A GRADUATE convicted of robbing a 94-year-old North-East woman while posing as a priest is launching a fresh bid to clear his name.

Steven Gray, who has always maintained his innocence, will ask for his conviction to be examined by the Criminal Cases Review Commission, the independent body set up to investigate suspected miscarriages of justice

Gray, 30, was found guilty and jailed for seven years at the end of a week-long trial at Newcastle Crown Court more than two-and-a-half years ago.

But campaigners claim the conviction was wrong and are helping him put together a case which they hope will go to the Court of Appeal.

Gray, from Tyneside, is being held in Wymott Prison, near Preston, Lancashire, but will be denied a transfer to a more lax jail because he refuses to admit his guilt.

He is also refusing to go on offender behaviour programmes and his stance means he will be denied the chance of parole when he becomes eligible for it next year.

His stepmother Jenny Gray said: "There is a lot of evidence which was available earlier which was not used and, although it will take time, we are hoping for a positive outcome."
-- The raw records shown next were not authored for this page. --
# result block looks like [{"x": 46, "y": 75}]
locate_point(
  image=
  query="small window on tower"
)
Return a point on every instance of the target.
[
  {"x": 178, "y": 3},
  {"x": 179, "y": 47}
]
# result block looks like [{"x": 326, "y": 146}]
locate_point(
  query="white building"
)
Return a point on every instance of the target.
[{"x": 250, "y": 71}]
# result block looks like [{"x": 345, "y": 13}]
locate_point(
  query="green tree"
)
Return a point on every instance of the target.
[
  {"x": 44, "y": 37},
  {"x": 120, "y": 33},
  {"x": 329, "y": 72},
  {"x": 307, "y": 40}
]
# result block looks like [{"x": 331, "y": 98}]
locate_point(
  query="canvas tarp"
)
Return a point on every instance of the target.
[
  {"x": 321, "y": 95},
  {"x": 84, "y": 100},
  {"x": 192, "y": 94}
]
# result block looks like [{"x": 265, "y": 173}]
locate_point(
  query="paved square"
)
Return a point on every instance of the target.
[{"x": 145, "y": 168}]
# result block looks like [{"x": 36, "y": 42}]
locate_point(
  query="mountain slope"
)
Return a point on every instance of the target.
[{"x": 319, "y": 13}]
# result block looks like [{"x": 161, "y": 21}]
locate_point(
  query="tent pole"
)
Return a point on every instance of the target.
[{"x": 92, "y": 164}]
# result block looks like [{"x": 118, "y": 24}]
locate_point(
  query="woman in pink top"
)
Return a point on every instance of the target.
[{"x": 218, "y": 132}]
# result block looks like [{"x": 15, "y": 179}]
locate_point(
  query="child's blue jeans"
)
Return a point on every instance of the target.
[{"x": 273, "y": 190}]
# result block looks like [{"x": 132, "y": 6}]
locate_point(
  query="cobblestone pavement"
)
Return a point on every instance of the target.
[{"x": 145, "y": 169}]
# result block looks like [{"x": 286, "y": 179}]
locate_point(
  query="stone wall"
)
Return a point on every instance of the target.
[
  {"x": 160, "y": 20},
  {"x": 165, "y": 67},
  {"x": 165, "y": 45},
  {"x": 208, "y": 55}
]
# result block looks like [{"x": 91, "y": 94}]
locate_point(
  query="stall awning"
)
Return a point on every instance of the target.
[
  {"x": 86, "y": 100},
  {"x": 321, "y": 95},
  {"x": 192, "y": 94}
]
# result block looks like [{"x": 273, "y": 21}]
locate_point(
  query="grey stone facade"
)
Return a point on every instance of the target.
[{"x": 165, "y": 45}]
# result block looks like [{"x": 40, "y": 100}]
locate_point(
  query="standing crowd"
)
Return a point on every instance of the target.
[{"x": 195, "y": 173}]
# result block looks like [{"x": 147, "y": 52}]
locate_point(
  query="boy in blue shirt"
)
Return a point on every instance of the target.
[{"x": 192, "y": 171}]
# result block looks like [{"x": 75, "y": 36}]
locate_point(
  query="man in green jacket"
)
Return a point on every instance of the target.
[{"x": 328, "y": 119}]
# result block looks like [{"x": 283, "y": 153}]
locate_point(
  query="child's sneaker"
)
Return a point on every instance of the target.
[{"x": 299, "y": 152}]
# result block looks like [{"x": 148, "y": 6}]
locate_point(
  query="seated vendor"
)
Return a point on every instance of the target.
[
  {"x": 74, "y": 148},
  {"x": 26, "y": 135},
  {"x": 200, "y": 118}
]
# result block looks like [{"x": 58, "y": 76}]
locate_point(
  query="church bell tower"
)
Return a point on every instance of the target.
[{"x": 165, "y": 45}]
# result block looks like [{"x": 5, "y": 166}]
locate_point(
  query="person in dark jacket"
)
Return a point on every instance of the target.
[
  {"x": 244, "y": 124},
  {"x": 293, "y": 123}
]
Gray was convicted in January 2002 after the jury heard how Isabella Brown, a parishioner of Newcastle's Roman Catholic cathedral, allowed a man dressed in a cassock into her home.

The man then knocked her to the ground and stole £30.

Police found a cassock at Gray's home in Cruddas Park, Newcastle, but he insists he had owned it since he was 12 because he had been in the church choir and then became an alter server.

Before he was convicted, Gray, a Catholic convert, is said to have had ambitions to join the priesthood.

He trained to be a priest at St Anthony's, in Durham, in 1994.

Gray is now studying for a masters degree in psychology while behind bars and, according to his stepmother, is coping well with life in prison.

Mrs Gray said: "I never expected him to be able to survive this but he has got himself together. He is doing better than we are, actually.

"He has come to terms with the fact that he is in for a while but knows that we are working hard to help him all the time.

"He has his down days but, for the main part, he is getting on with it and putting his time to good use."

Phil Willis, MP for Harrogate and Knaresborough, and John Grogan, MP for Selby, who represents Gray's divorced parents, have also expressed concern about the conviction.